Abstract: We introduce a construction that associates a Riemannian metric $g_F$ (called the

Binet-Legendre metric) to a

given Finsler metric $F$ on a smooth manifold $M$. The transformation

$F \mapsto g_F$ is $C^0$-stable and has good

smoothness properties, in contrast to previously considered

constructions. The Riemannian metric $g_F$ also behaves nicely under

conformal or isometric transformations of the Finsler metric $F$ that

makes it a powerful tool in Finsler geometry. We illustrate that by

solving a number of named problems in Finsler geometry. In particular

we extend a classical result of Wang to all dimensions. We answer a

question of Matsumoto about local conformal mapping between two

Berwaldian spaces and use it to investigation of essentially conformally Berwaldian manifolds.

We describe all possible conformal self maps and all self similarities

on a Finsler manifold, generasing the famous result of Obata to Finslerian manifolds.
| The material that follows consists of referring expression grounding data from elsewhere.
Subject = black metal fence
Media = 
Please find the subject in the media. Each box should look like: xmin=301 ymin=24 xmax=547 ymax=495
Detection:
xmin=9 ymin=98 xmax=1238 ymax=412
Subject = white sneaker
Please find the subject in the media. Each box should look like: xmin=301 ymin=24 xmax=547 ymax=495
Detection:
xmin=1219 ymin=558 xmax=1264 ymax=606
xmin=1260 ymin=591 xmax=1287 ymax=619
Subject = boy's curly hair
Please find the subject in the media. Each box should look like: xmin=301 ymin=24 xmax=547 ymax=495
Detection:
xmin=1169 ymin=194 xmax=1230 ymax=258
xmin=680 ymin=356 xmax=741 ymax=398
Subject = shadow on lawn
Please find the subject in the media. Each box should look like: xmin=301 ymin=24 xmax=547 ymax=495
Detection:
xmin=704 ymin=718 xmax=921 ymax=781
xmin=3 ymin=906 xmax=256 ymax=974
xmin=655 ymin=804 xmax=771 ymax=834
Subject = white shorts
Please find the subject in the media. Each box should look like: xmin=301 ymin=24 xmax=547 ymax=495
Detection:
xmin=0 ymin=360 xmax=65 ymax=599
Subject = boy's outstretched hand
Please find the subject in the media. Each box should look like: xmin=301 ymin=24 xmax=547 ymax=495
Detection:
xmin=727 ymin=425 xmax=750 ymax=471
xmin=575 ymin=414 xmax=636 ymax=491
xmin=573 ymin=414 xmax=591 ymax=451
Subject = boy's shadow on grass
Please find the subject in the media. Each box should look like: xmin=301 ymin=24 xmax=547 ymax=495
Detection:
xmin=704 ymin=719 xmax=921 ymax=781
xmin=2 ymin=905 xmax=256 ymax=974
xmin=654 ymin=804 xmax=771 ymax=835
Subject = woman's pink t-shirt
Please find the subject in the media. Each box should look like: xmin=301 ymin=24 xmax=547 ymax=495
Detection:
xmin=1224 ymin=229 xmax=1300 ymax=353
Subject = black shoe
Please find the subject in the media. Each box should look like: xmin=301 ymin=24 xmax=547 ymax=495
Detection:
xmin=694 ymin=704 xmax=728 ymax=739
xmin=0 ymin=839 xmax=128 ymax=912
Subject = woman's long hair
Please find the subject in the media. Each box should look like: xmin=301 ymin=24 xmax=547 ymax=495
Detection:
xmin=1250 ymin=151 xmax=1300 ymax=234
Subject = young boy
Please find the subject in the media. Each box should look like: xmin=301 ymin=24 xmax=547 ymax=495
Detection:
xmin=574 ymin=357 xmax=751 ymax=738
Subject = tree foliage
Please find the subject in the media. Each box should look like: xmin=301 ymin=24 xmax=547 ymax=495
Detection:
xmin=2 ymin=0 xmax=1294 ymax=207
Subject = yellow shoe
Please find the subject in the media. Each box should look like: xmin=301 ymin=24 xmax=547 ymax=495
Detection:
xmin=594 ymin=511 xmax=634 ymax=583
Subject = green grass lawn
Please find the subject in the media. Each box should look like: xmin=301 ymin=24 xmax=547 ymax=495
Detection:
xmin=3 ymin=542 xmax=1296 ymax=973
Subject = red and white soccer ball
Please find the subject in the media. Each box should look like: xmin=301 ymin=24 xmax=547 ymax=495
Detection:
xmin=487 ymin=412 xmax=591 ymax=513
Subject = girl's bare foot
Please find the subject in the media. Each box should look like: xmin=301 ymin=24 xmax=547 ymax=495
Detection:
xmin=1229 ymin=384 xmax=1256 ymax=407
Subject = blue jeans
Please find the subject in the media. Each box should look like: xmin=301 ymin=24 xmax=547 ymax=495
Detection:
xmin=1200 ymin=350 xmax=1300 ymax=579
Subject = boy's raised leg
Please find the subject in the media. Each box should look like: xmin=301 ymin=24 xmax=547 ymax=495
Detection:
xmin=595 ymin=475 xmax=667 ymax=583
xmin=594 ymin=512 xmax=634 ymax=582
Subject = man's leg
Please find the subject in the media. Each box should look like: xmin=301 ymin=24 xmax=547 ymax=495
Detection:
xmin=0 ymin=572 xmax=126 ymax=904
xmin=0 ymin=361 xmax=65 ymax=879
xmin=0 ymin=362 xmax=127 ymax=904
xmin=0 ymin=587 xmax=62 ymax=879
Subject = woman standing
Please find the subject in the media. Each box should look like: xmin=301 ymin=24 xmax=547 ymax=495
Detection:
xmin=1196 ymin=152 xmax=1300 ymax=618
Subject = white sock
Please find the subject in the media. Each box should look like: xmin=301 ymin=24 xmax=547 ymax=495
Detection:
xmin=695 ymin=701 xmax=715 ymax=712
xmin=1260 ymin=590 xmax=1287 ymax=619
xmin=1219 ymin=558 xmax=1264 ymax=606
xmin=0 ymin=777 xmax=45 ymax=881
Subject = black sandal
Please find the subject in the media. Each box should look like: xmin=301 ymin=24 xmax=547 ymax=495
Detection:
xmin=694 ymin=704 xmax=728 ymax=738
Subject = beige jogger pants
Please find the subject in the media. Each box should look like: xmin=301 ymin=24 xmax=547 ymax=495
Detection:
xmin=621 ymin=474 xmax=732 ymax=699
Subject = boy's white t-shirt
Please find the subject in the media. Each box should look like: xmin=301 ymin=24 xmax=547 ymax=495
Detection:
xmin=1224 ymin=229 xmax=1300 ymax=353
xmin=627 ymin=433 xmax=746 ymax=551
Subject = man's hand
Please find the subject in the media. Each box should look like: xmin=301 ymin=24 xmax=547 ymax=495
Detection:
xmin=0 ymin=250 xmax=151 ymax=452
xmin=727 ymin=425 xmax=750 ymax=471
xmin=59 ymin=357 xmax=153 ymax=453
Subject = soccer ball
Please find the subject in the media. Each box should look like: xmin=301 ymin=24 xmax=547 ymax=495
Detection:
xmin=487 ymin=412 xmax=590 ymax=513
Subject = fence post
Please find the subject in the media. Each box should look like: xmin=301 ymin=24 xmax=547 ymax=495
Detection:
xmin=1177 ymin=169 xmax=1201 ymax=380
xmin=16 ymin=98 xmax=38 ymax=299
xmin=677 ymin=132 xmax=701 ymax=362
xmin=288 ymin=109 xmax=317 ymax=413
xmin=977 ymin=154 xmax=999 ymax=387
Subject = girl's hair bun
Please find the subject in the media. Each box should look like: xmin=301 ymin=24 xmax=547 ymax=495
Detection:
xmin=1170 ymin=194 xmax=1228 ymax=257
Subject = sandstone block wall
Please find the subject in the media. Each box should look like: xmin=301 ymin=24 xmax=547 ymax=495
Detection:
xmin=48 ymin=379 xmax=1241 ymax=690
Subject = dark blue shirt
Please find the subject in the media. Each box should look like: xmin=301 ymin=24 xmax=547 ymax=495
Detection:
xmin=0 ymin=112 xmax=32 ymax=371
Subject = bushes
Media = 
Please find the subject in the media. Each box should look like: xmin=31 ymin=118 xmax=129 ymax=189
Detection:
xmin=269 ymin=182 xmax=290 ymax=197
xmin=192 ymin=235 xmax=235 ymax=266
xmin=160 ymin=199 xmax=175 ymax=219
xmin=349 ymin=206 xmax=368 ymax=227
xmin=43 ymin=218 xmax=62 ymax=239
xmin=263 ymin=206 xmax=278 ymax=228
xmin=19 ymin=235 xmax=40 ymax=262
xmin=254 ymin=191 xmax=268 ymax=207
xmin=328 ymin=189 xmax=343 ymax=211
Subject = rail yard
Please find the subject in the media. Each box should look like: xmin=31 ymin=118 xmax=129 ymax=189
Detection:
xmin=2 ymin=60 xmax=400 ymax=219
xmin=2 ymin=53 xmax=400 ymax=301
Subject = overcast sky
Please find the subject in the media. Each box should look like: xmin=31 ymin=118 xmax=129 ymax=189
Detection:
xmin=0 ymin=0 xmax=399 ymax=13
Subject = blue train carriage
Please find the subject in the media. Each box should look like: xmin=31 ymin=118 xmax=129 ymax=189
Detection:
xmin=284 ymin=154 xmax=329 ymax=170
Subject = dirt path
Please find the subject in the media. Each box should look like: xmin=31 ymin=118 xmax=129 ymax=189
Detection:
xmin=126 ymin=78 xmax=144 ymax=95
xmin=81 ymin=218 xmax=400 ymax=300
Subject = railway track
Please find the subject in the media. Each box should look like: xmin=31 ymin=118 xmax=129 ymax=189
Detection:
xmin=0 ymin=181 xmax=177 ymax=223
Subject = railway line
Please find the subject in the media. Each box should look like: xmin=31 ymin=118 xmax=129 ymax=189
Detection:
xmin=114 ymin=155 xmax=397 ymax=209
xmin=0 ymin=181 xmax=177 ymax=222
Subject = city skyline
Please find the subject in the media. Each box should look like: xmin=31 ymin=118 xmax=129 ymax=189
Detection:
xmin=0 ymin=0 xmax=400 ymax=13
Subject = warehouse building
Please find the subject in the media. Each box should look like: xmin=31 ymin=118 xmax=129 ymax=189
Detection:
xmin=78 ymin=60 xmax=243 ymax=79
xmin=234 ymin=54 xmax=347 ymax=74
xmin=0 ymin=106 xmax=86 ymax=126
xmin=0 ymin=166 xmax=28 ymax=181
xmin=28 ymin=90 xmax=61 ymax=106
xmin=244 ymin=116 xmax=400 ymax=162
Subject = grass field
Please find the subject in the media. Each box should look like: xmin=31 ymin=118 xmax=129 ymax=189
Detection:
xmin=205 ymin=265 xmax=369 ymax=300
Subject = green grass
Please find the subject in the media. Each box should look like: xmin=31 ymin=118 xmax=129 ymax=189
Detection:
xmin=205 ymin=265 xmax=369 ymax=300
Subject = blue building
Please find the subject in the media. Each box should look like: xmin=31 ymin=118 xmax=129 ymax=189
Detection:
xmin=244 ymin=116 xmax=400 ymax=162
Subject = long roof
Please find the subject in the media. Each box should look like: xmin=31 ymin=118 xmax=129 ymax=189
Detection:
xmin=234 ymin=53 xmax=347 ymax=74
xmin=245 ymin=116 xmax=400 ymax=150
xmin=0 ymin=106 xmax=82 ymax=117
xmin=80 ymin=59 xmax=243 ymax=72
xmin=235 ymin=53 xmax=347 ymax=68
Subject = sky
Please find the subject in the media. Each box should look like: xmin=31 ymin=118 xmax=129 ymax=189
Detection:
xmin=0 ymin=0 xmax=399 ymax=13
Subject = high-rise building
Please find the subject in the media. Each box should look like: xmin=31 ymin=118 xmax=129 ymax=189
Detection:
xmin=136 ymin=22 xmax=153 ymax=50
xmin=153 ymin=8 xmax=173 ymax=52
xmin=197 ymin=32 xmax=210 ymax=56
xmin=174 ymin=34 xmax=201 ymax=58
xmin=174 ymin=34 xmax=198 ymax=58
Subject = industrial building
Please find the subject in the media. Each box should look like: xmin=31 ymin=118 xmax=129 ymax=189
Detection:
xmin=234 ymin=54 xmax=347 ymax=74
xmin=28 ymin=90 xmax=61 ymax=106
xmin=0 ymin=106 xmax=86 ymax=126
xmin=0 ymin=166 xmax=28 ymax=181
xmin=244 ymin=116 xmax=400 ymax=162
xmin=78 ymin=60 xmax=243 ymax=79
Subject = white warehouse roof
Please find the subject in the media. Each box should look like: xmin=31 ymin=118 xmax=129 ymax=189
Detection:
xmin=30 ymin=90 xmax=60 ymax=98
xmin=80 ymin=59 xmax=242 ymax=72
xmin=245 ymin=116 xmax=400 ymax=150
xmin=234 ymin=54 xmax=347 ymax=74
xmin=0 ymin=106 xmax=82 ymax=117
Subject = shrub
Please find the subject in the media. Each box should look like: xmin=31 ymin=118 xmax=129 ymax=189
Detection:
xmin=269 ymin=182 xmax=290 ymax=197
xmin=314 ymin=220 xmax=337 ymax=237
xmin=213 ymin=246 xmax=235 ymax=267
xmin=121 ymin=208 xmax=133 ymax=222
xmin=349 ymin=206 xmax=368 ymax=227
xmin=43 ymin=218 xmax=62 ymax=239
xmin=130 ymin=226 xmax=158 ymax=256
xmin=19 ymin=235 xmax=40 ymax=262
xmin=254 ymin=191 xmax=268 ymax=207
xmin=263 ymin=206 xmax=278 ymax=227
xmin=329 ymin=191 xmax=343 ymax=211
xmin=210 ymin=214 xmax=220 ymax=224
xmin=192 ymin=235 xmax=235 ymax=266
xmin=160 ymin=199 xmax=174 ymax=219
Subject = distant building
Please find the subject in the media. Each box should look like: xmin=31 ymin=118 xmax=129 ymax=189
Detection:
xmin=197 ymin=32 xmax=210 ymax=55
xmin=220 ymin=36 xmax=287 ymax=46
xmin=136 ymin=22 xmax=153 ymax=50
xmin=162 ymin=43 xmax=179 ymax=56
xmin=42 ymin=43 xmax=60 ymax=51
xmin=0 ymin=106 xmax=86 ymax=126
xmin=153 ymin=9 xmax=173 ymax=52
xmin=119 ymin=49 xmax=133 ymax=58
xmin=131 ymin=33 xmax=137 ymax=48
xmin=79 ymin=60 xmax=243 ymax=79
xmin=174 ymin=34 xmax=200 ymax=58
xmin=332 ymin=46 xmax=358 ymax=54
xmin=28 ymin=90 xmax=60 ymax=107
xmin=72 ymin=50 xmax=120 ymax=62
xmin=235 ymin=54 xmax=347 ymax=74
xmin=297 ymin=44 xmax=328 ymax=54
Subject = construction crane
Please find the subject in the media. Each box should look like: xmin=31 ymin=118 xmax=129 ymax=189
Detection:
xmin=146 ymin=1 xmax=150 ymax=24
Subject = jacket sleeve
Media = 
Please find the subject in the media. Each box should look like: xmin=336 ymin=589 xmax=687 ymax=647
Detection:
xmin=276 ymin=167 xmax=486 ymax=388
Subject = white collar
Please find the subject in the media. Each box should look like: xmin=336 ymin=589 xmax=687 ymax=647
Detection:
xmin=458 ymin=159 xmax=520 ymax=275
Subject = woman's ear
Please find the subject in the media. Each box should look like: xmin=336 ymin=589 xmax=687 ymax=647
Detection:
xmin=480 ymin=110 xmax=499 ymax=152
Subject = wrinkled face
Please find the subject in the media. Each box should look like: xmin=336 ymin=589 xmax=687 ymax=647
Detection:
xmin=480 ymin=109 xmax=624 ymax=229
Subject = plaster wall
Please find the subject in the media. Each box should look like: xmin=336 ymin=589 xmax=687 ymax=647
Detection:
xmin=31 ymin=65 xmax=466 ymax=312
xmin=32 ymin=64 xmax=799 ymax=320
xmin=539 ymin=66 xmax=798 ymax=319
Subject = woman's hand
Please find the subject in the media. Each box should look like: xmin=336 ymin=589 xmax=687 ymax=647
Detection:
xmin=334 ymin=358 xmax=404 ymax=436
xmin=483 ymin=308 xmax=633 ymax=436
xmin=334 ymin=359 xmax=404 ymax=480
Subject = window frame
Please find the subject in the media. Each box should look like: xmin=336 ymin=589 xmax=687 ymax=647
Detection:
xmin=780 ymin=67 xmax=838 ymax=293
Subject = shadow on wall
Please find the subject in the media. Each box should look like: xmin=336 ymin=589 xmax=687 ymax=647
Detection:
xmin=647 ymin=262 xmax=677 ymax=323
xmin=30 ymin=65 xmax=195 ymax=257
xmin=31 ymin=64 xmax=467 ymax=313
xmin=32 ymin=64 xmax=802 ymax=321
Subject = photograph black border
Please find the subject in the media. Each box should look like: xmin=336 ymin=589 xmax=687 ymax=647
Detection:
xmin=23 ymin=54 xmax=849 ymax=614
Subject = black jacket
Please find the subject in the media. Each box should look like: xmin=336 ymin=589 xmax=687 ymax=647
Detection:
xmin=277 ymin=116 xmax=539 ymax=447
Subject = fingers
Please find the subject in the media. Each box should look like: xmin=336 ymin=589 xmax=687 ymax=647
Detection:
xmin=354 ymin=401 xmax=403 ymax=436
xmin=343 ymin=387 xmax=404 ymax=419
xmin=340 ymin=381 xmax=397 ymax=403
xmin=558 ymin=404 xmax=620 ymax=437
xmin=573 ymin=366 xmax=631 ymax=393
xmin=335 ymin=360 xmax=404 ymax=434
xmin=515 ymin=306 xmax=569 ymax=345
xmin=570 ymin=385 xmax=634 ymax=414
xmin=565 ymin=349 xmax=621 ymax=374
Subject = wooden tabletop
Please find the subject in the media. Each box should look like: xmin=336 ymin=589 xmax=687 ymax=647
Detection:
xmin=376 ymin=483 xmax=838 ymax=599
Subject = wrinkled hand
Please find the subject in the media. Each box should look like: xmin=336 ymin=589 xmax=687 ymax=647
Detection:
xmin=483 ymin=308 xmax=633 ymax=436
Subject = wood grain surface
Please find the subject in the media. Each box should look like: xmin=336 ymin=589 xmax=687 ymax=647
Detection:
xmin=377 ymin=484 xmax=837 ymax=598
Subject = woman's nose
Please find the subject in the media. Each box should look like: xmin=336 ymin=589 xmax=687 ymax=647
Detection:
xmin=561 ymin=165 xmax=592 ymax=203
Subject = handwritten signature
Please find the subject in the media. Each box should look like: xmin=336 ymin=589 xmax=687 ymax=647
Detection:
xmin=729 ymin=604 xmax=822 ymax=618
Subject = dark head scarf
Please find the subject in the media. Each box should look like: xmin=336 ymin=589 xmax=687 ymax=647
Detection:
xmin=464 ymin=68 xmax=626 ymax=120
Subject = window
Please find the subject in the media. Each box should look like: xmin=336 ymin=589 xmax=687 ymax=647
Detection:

We also classify all compact conformally flat

Finsler manifolds. We solve a conjecture of Deng and Hou on locally

symmetric Finsler spaces. We prove smoothness of isometries of Holder-continuous Finsler metrics. We construct new ``easy to calculate''

conformal and metric invariants of finsler manifolds.

The results are based on the papers arXiv:1104.1647, arXiv:1409.5611,

arXiv:1408.6401, arXiv:1506.08935,

arXiv:1406.2924

partially joint with M. Troyanov (EPF Lausanne) and Yu. Nikolayevsky (Melbourne).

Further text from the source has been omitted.